Re: [RFC PATCH 1/5] base: dma-mapping: Export commonly used symbols

Tomasz Figa <tfiga@xxxxxxxxxxxx> · Thu, 6 Jul 2017 17:34:25 +0900

On Thu, Jul 6, 2017 at 5:26 PM, Arnd Bergmann <arnd@xxxxxxxx> wrote:
> On Thu, Jul 6, 2017 at 3:44 AM, Tomasz Figa <tfiga@xxxxxxxxxxxx> wrote:
>> On Thu, Jul 6, 2017 at 2:20 AM, Christoph Hellwig <hch@xxxxxx> wrote:
>>> On Thu, Jul 06, 2017 at 12:22:35AM +0900, Tomasz Figa wrote:
>
>>> In general I think moving dma
>>> ops and iommu implementations into modules is a bad idea
>>
>> Could you elaborate on this? I'd be interested in seeing the reasoning
>> behind this.
>>
>>> but I
>>> don't want to reject the idea before seeing the code.  Or maybe
>>> by looking at the user we can come up with an even better idea
>>> to solve the original issue you're trying to solve, so please also
>>> explain your rationale.
>
> I had pretty much the same thoughts here.
>
>> Basically we have an x86 platform with a camera subsystem that is a
>> PCI device, has its own MMU and needs cache maintenance. Moreover, the
>> V4L2 subsystem, which is the right place for camera drivers, heavily
>> relies on DMA mapping as a way to abstract memory allocation, mapping
>> and cache maintenance. So it feels natural to me to hide the hardware
>> details (additional cache maintenance, mapping into the built-in
>> IOMMU) in the DMA mapping ops for this camera subsystem and simply
>> make V4L2 just work without knowing those details.
>
> I can understand your reasoning here, but I'm also not convinced
> that this is the best approach. There may be a middle ground somewhere
> though.
>
> Generally speaking I don't want to have to deal with the horrors of
> deciding whether an IOMMU is going to be there eventually or not
> at probe() time. At some point, we had decided that IOMMUs need to
> be initialized (almost) as early as irqchips and clocksources so we can
> rely on them to be there at device discovery time. That got pushed
> back already, and now we may have to deal with -EPROBE_DEFER
> when an IOMMU has not been fully initialized at device probe time,
> but at least we can reliably see if one is there or not. Making IOMMUs
> modular will add further uncertainty here. Obviously we cannot attach
> an IOMMU to a device once we have started using DMA mapping
> calls on it.

The hardware can only work with IOMMU and so the main module is highly
tied with the IOMMU module and it initialized it directly. There is no
separate struct driver or device associated with the IOMMU, as it's a
part of the one and only one PCI device (as visible from the system
PCI bus point of view) and technically handled by one pci_driver.

>
> For your particular use case, I would instead leave the knowledge
> about the IOMMU in the driver itself, like we do for the IOMMUs
> that are integrated in desktop GPUs, and have the code use the
> DMA mapping API with the system-provided dma_map_ops to
> get dma_addr_t tokens which you then program into the device
> IOMMU.
>
> An open question however would be whether to use the IOMMU
> API without the DMA mapping API here, or whether to completely
> leave the knowledge of the IOMMU inside of the driver itself.
> I don't have a strong opinion on that part, and I guess this mostly
> depends on what the hardware looks like.

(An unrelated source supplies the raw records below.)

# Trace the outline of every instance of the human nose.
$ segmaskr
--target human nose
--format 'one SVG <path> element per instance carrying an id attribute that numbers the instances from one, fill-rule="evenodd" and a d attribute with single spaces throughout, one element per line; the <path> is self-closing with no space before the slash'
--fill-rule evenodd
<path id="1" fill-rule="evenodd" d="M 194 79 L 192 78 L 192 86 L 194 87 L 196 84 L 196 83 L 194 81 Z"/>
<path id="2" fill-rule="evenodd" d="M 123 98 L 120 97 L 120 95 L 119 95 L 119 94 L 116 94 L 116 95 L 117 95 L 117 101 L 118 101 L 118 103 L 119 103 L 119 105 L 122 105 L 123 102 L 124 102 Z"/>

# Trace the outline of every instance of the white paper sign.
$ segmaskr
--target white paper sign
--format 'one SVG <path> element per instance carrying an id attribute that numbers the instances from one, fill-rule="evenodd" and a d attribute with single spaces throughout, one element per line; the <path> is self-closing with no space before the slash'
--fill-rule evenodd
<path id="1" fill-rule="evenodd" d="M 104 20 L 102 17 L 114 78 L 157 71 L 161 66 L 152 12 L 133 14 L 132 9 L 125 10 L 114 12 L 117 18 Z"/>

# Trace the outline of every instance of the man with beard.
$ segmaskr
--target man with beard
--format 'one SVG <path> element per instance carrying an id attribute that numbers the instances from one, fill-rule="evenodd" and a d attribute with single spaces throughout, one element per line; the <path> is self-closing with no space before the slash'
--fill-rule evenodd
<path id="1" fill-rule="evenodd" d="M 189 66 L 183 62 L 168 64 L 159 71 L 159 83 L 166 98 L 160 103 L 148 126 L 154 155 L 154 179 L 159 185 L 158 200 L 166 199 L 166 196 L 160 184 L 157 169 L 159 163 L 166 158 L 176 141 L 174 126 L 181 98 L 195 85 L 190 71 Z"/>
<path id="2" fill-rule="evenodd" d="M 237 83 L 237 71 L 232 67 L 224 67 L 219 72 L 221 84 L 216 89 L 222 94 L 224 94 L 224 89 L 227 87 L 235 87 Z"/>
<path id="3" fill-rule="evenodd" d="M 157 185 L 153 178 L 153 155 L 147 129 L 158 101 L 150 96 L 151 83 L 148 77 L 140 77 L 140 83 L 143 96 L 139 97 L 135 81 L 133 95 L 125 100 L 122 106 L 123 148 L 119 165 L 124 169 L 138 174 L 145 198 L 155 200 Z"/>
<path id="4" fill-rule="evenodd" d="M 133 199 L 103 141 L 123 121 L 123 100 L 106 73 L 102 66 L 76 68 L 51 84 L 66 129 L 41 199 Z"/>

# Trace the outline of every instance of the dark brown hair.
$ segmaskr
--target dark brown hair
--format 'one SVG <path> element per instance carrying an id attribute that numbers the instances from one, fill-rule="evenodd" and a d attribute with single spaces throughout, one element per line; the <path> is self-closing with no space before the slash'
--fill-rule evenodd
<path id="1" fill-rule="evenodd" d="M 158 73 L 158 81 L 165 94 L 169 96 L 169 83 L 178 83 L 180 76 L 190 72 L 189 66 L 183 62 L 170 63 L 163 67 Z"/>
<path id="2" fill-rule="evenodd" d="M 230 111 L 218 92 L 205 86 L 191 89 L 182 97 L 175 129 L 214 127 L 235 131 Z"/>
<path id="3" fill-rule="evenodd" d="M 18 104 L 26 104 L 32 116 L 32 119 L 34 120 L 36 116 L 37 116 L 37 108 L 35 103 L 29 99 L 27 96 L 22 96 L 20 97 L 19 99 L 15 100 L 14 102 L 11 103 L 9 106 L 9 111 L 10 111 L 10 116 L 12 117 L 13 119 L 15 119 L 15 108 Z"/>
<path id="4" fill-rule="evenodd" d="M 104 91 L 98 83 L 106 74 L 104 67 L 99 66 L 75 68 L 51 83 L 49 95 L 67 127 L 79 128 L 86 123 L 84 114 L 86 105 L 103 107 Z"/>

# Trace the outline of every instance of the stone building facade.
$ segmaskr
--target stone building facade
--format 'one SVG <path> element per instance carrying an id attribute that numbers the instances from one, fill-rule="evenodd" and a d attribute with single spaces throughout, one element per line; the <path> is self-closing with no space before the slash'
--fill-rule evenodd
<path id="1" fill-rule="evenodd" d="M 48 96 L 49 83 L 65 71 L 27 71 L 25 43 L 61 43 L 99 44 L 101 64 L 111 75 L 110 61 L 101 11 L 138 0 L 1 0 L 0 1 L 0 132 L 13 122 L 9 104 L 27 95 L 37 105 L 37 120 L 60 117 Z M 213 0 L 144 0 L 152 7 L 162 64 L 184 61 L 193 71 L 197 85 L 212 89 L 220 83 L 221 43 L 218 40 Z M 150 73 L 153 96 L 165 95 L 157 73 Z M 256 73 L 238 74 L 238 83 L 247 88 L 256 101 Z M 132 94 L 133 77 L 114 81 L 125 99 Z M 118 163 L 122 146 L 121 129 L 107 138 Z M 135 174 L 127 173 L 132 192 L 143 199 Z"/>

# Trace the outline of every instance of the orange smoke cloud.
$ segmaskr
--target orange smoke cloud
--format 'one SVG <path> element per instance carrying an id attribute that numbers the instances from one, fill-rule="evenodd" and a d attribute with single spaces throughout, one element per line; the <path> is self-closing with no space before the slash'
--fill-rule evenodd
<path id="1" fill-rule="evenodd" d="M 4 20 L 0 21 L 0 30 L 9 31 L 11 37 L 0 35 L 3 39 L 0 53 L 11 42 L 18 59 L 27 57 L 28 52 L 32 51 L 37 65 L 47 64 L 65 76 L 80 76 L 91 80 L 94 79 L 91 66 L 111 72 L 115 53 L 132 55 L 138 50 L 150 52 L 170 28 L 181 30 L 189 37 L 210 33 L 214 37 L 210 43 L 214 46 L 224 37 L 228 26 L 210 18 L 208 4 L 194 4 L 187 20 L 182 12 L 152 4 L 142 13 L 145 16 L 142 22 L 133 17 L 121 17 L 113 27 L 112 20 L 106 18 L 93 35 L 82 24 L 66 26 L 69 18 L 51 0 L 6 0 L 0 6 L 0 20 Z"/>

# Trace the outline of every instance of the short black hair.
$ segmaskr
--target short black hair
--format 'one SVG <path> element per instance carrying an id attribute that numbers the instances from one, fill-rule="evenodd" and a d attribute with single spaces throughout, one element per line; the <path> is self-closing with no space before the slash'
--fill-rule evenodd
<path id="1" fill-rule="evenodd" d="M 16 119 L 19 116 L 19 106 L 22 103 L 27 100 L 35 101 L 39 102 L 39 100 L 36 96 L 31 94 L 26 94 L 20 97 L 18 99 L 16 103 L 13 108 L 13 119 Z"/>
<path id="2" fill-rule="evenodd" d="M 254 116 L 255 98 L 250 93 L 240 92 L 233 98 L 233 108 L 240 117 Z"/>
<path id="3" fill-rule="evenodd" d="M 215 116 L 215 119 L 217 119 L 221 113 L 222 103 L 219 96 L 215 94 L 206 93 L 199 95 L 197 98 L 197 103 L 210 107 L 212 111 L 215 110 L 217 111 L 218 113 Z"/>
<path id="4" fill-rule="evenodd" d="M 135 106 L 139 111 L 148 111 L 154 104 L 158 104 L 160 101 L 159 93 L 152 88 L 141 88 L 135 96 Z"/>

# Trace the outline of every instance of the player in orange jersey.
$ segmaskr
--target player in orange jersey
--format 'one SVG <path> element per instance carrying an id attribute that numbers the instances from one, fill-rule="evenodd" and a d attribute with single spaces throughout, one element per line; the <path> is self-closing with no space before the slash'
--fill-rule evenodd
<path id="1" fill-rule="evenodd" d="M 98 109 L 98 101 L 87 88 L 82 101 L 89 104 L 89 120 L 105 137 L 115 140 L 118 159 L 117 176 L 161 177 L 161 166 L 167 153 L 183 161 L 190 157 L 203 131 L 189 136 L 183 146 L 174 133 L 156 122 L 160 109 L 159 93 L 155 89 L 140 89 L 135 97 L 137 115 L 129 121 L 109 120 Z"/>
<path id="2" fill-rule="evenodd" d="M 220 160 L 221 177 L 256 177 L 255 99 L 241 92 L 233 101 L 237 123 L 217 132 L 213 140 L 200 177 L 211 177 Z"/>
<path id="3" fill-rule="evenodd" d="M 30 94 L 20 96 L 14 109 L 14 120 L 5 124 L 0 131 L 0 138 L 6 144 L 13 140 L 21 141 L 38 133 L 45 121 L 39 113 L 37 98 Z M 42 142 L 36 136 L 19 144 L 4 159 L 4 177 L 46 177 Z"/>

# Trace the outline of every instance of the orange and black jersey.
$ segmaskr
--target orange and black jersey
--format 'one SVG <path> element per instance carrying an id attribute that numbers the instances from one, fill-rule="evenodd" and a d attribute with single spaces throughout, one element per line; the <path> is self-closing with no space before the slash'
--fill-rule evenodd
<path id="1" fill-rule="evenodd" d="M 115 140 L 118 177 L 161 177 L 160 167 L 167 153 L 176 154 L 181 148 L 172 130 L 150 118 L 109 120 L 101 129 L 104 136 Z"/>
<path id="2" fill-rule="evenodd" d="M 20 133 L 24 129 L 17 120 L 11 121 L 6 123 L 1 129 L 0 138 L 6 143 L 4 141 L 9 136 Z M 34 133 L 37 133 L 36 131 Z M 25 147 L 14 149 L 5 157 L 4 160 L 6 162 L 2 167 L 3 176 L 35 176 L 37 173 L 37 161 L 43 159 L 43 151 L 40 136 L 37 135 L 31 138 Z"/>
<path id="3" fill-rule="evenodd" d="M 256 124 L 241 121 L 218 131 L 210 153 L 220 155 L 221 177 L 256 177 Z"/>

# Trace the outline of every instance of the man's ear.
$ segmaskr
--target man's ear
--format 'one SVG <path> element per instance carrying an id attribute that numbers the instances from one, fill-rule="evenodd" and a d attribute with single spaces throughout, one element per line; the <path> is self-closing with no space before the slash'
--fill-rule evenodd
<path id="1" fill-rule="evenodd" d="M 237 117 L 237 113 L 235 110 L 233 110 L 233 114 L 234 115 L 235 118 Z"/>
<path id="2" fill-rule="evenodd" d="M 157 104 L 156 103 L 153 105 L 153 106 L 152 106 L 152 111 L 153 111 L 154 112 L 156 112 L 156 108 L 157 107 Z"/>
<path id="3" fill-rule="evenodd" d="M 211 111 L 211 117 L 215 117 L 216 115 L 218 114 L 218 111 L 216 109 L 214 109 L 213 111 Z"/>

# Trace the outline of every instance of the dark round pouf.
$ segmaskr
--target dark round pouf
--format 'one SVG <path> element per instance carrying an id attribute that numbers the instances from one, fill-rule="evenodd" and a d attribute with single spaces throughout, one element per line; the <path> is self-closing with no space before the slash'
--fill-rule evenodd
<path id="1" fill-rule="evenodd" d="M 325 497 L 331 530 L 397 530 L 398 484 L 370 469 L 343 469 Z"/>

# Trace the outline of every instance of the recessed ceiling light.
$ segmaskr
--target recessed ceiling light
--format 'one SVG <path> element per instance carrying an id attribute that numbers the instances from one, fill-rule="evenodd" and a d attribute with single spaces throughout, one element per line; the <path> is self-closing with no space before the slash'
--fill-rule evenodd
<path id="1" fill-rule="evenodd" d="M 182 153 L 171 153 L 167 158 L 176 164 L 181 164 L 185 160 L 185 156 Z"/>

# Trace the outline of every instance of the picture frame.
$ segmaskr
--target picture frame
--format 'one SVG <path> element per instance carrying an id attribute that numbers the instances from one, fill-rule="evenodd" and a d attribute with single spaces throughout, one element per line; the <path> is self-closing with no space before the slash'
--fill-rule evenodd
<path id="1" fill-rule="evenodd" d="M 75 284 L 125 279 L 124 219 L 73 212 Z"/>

+ linux-media and some media folks

I'd say that this is something that has been consistently tried to be
avoided by V4L2 and that's why it's so tightly integrated with DMA
mapping. IMHO re-implementing the code that's already there in
videobuf2 again in the driver, only because, for no good reason
mentioned as for now, having a loadable module providing DMA ops was
disliked.

Similarly with IOMMU API. It provides a lot of help in managing the
mappings and re-implementing this would be IMHO backwards.

Best regards,
Tomasz